The Brazilian Ministry of Health will be notified of the DMSB decision and, if any change is identified as necessary, such as a change in the sample size or interruption of the study, it will be involved in these discussions. In addition, at each interim analysis, the sample size will be reassessed for possible readjustment if the overall event rates are different from those initially estimated. As this is a non-inferiority study, there is no provision for early stoppage due to superiority of the treatment of interest, and no theoretical rationale to support this hypothesis.

Adverse Events

Severe adverse events (SAE) must be reported to the coordinating center within 24 h of becoming aware of the event. The principal investigator at each participating center will be responsible for informing the Research Ethics Committees of any SAE, as required by local regulations.
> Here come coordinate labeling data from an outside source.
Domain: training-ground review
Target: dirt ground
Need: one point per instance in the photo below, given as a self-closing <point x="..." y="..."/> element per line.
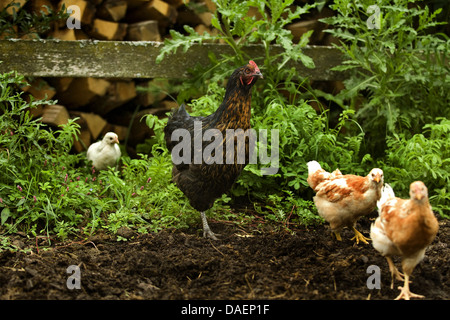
<point x="304" y="264"/>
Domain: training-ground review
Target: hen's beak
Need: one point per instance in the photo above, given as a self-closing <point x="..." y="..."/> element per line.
<point x="258" y="74"/>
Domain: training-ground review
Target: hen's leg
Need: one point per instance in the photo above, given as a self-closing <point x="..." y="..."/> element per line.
<point x="359" y="237"/>
<point x="207" y="233"/>
<point x="405" y="293"/>
<point x="337" y="235"/>
<point x="394" y="272"/>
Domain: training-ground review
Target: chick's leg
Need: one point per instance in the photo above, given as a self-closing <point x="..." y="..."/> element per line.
<point x="394" y="272"/>
<point x="359" y="236"/>
<point x="405" y="293"/>
<point x="207" y="233"/>
<point x="337" y="235"/>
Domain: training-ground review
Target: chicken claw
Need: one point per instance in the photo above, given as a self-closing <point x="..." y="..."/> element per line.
<point x="394" y="272"/>
<point x="359" y="237"/>
<point x="207" y="233"/>
<point x="405" y="293"/>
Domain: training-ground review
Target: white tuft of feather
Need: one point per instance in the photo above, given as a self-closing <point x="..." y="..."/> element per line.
<point x="386" y="193"/>
<point x="313" y="166"/>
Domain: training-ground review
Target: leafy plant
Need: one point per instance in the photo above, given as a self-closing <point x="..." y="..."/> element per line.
<point x="237" y="29"/>
<point x="400" y="67"/>
<point x="16" y="23"/>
This study will not test any experimental medication or treatment other than the standard of care already implemented by the participating hospitals. The sole intervention of the study concerns the duration of antibiotic therapy. Therefore, the expected risk is recurrence of infection, which could lead to sepsis or death. However, as previously described, the medical team is free to resume or initiate treatment in case of recurrence or new infection.

Protocol Amendments

The second to fourth versions of the protocol amendments were done before the initiation of the study. The major amendments to the protocol are presented in Table S2 in the Supplementary Material.